Almost every technician, repair shop, or marina that does work on your boat potentially has a maritime lien against it. Anything done on behalf of the vessel creates this potential. Maritime liens can also secure payment of crew wages, salvage or legal judgements against the vessel.


A secret lien has no effect until the holder goes into federal court where maritime matters are handled. When a judgement is filed against a boat, a U.S. Marshal is sent to "arrest" the craft. While the boat is not handcuffed or put in jail, it does get a brightly colored sticker that makes it a federal crime to move the vessel until the payment is made.

Truths and Consequences


Honest men who pay their bills do not fear maritime liens. Even so, they can have an impact on your boating enjoyment, particularly if you require salvage on your boat. Salvage does not necessarily mean a massive refloating of a sunken boat. It can mean something as simple as pulling a lightly-damaged craft off a sandbar.


You may view being pulled off a sandbar as just getting a tow. Legally, however, your boat is considered to be "in peril" while on the sandbar because it could be damaged if the weather turned foul. Being legally in peril, your boat was salvaged by the marine towing company that pulled it off the sand and towed it to the marina for repairs.


Once the boat gets to the marina, the successful salvor has the right to place a maritime lien on your boat until the salvage bill is paid. The international agreement (Salvage Convention of 1989, or "SALCON 89") governing salvage prohibits the vessel from being removed from the port or place at which it first arrived after completion of the salvage operations until the owner has put up satisfactory security for the salvor's claim.


The United States became a signatory to SALCON 89 in 1996. Prior to that, this same concept of securing the salvor's interest in the vessel had been assured by U.S. court decisions.


In simple terms this means that a marina can cite SALCON 89 Article 21(3) for refusing to launch your boat after repairs are completed, if the salvor so requests. Technically, the salvor must have notified you that he is placing a maritime lien on your boat.


In Article 23(1), SALCON 89 gives the salvor a two-year period in which to make claims against your boat. The clock starts running the day on which the salvage operations ended. Once the claim is made, there is effectively no limit on the length of time it can take to settle the matter.


SALCON 89 Article 21(3) has not yet been fully tested in court. No one knows how the courts will react to an owner who moves his vessel without a release from the salvor. Under the Agreement, the owner should be liable for damages and penalties imposed by the courts. Obviously, it's always wrong to take the law into your own hands.


Boat insurance policies typically provide coverage for salvage of the vessel. It is common practice for insurance companies to issue either bonds or "letters of undertaking" to salvors after the job is complete.

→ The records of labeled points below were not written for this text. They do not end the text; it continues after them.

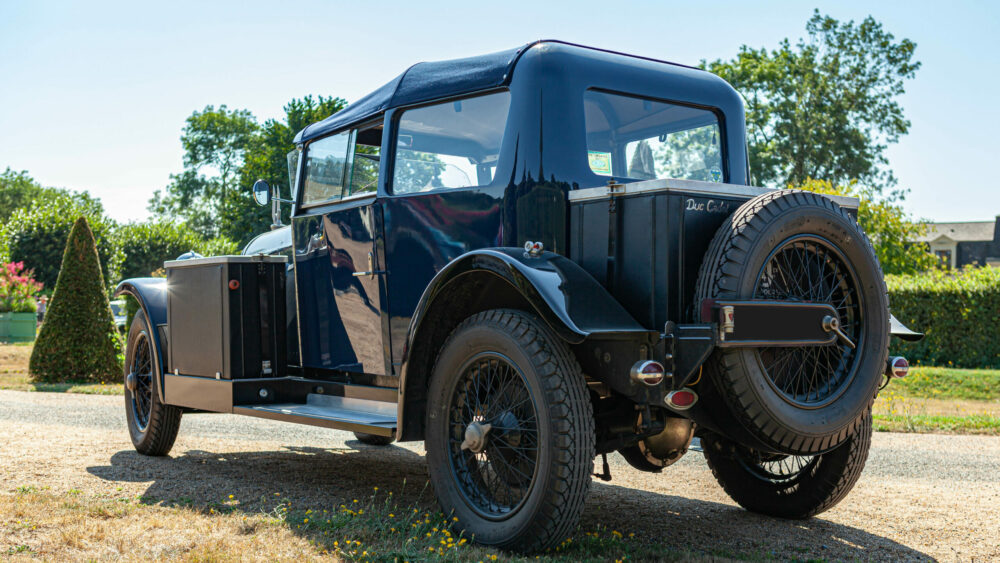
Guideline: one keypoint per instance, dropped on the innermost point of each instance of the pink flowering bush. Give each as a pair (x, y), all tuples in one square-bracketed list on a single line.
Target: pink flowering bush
[(17, 289)]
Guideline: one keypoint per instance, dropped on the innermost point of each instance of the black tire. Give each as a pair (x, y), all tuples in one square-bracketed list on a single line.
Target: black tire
[(152, 425), (789, 486), (506, 368), (795, 245), (373, 439)]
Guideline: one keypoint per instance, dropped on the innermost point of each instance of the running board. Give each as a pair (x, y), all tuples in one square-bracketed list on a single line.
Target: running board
[(328, 411)]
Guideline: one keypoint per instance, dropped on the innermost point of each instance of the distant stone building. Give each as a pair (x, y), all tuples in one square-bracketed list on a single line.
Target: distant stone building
[(960, 244)]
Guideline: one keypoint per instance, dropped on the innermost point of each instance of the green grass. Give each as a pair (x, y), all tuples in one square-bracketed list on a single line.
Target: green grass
[(950, 383), (21, 382), (971, 424)]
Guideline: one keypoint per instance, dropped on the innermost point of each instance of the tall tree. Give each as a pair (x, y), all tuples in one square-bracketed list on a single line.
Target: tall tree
[(78, 339), (215, 141), (825, 107)]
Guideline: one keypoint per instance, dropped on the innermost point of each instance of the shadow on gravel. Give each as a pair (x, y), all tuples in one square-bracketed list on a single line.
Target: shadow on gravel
[(324, 478), (730, 531)]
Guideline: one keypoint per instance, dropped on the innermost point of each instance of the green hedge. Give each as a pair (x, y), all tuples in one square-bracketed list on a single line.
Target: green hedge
[(959, 312), (37, 236)]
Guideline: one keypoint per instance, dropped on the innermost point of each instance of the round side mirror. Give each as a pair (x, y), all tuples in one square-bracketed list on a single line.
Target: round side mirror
[(261, 192)]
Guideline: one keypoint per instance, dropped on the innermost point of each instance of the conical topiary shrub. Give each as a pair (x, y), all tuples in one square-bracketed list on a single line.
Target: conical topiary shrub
[(78, 340)]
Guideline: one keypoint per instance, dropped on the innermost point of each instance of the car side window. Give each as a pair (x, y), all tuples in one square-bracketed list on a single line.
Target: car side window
[(367, 149), (326, 164), (454, 144), (644, 139)]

These are intended to secure the release of the vessel. This coverage does not always come without an argument from the insurance company.


In a recent case, a boat that ran aground on the East Coast was salvaged without appreciable damage. The insurance company refused to pay the salvor's claim, saying that the boat could not have been in peril because of the lack of damage from the grounding. A court forced the insurance company to pay the salvor, pointing out that the damages to the vessel would have been greater if it had remained on the rocks until beaten to pieces by waves.


Courts have always been rather liberal in awarding payment to salvors. Relatively large payments are viewed as an incentive for people to maintain the towboats and other equipment necessary for this work. The amount of a salvor's claim is not limited to a set percentage of the value of the boat. Rather, it is based on a number of considerations including the difficulty of the job, the risk to the salvor, and the potential damage to the environment if the vessel were not salvaged.